Companies have a vested interest in reducing the number of customers who go directly to the managers, because managers must be more highly trained and are paid more, so of course they're going to train low level employees to set up barriers against access to management, so yes, in the immediate term customers insisting on an appropriate level of service might make things harder on low level employees.
However, in the longer term, insisting on an appropriate level of service signals to the companies that they need to either increase the number of better trained higher paid positions or improve training for low level employees.
Let me give you a concrete example. It's clear from conversations I've had when booking travel that many transportation service companies supply their low level employees with exactly the same web interface that is available to the general public.
If you want to do something more complicated than what the website can do, the only recourse is to call the company, but if you stop at the first tier, you're not going to get better functionality than through the website.
For example, for an Amtrak route with coach tickets of $100, a two-person roomette costs around $600. If you want to transport 3 people on an overnight train, you can put all of them in coach for $300, get two roomettes for $1200, or put two people in the roomette and one in coach for $700.
But maybe that third person wants access to the roomette, so they can actually lie down. There shouldn't be a problem with this if everyone else is okay with it. In fact, you can easily fit three people in a two-person roomette if you rotate who is sleeping in the third bunk.
But this isn't possible through the website, and if you ask a first-tier call-center person for help making it happen they will likely tell you it's impossible.
But if you talk to someone with a higher level of training and access to a more sophisticated booking interface, many more options start to open up.
One of the many nasty little trends in contemporary capitalism is called "skimpflation", where when costs start to go up, companies try to keep prices constant by silently reducing the quality of service provided.
I don't think this is something that we as consumers should accept. Refusing to ever escalate to higher paid levels of service enables companies to push us around in exactly that way.
@dynamic I can't say I consider going to a higher tier of support as a "talk to the manager" situation.

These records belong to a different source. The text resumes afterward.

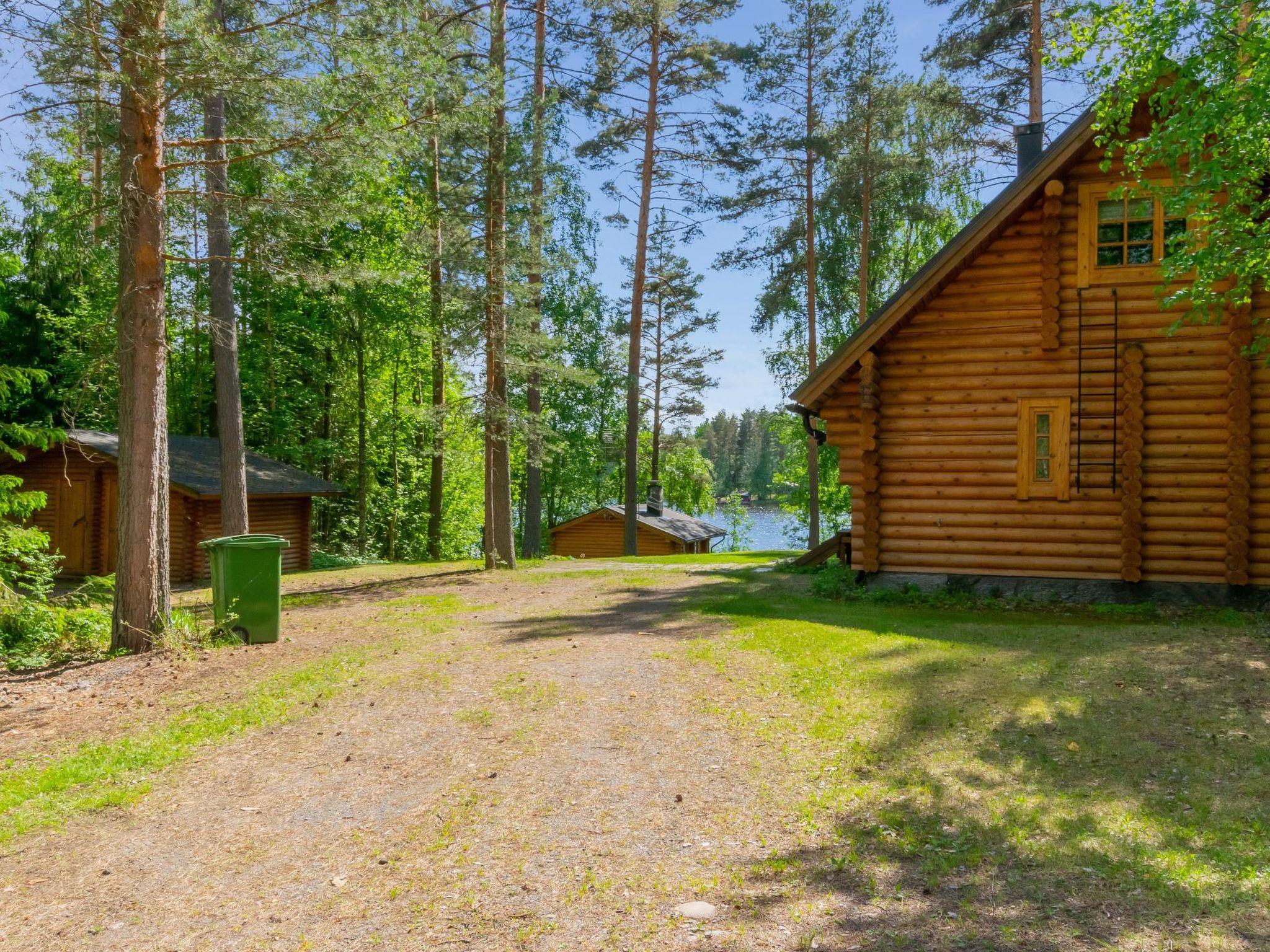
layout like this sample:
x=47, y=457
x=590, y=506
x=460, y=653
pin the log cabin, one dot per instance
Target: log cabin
x=81, y=482
x=660, y=531
x=1019, y=418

@lwriemen @dynamic yeah, I guess it really depends what you mean by "talk to the manager". I've definitely never asked to speak to a manager in order to complain about the first person who was helping me, but I've had customer service people transfer me to someone else and I've always viewed that as them doing me a favor
When I want to go to the next tier of authority, I literally use the phrase "can I speak to your manager?"
I don't know if there's a better phrase to use. If there's one that would produce the same result without getting a cringe reflex out of the employee I'm talking to, I'd definitely be open to it.
Logically, though, it makes sense to me that an individual's manager/supervisor is the person at the next tier up that they would have the most access to.
@dynamic Heh. I guess I don't assume competency in managent, so I just ask for "someone else". I understand your thinking.
Hmm.
Now I wonder whether companies differentiate in how metaphorical beatings are delivered depending on whether the customer just asks for "someone else" vs. explicitly escalating. Both *could* be seen as a complaint about that particular employee.
@dynamic I would rescind my beatings comment based upon my understanding of your intent, but I don't see competency escalation as a complaint. I view such scenarios as help desk support where low-levels of competency are the hurdles to reach higher levels of competency.
@dynamic True. Without feedback some problems can'y be corrected.
@lwriemen
When a company doesn't invest enough in employee training to ensure that low-level employees are able to respond to more than the most basic of questions, nor to pay them for the level of engagement that is required to answer those questions, it becomes necessary for customers to speak to the managers.